= Johnny Lechner =

American film and television actor

Johnny Lechner

John A. "Johnny" Lechner is an American film and television actor who received media attention as a perpetual student at the University of Wisconsin–Whitewater. He appeared as Alan Reese on the Showtime television series Girls of Sunset Place (2012) and as Greg "Fossil" Karanowski in the film Fraternity House.

==Education and media attention==
After graduating from Waukesha North High School in 1994, Lechner attended UW–Waukesha for one year and then transferred to the University of Wisconsin–Whitewater.

In 2006, The Badger Herald reported that Lechner, then 29, was preparing to graduate from UW–Whitewater after 12 years of college with three majors and three minors.
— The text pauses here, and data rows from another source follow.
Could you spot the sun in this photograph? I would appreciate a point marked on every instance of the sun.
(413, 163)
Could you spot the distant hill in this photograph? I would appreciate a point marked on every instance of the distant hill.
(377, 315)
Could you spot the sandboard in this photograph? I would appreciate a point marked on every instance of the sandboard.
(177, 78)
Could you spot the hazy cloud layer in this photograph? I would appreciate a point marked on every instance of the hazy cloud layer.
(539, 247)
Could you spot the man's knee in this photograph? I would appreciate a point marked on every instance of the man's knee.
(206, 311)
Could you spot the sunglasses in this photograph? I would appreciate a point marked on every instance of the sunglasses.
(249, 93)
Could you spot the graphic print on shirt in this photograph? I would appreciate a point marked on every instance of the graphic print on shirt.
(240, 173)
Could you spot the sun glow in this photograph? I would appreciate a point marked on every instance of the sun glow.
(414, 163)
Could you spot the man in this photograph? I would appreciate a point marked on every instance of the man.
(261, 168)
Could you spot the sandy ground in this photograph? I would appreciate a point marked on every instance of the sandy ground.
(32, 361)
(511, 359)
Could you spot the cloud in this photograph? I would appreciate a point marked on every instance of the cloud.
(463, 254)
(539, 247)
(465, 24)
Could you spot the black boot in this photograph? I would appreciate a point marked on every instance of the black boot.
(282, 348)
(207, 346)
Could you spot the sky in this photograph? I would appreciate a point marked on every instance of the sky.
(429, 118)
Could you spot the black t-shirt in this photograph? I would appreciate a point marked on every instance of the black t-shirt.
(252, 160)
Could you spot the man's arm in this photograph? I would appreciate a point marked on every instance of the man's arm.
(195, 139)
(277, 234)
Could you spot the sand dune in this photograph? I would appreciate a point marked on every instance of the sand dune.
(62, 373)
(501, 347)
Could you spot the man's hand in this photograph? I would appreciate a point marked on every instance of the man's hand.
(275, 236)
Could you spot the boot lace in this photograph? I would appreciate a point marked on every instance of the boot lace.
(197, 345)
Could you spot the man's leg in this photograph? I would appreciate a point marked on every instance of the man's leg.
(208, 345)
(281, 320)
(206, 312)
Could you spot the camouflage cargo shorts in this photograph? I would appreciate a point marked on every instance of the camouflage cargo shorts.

He remained enrolled after that; in 2009, the Milwaukee Journal Sentinel reported that a UW–Whitewater spokeswoman said Lechner had not graduated and had not applied for graduation. In 2010, Lechner announced that he had transferred to a college in California.

At Whitewater, Lechner won a campus "Big Man on Campus" beauty pageant; studied abroad in Paris, London, Amsterdam, Rome, Florence, Venice, Switzerland, and South Africa; and ran for student body president. He appeared on The Bob and Tom Show, Late Show with David Letterman, and Good Morning America; was named one of People magazine's "Hot Bachelors"; and appeared in films including Minor League: A Football Story and Fraternity House.

In 2021, Lechner told The Michigan Daily that he had graduated from college.

==The "Johnny Lechner rule"==
A Wisconsin Board of Regents policy doubled full-time tuition for University of Wisconsin System students who exceeded 165 credits, or had 30 credits more than their degree required. Media coverage referred to the policy as the "Johnny Lechner rule".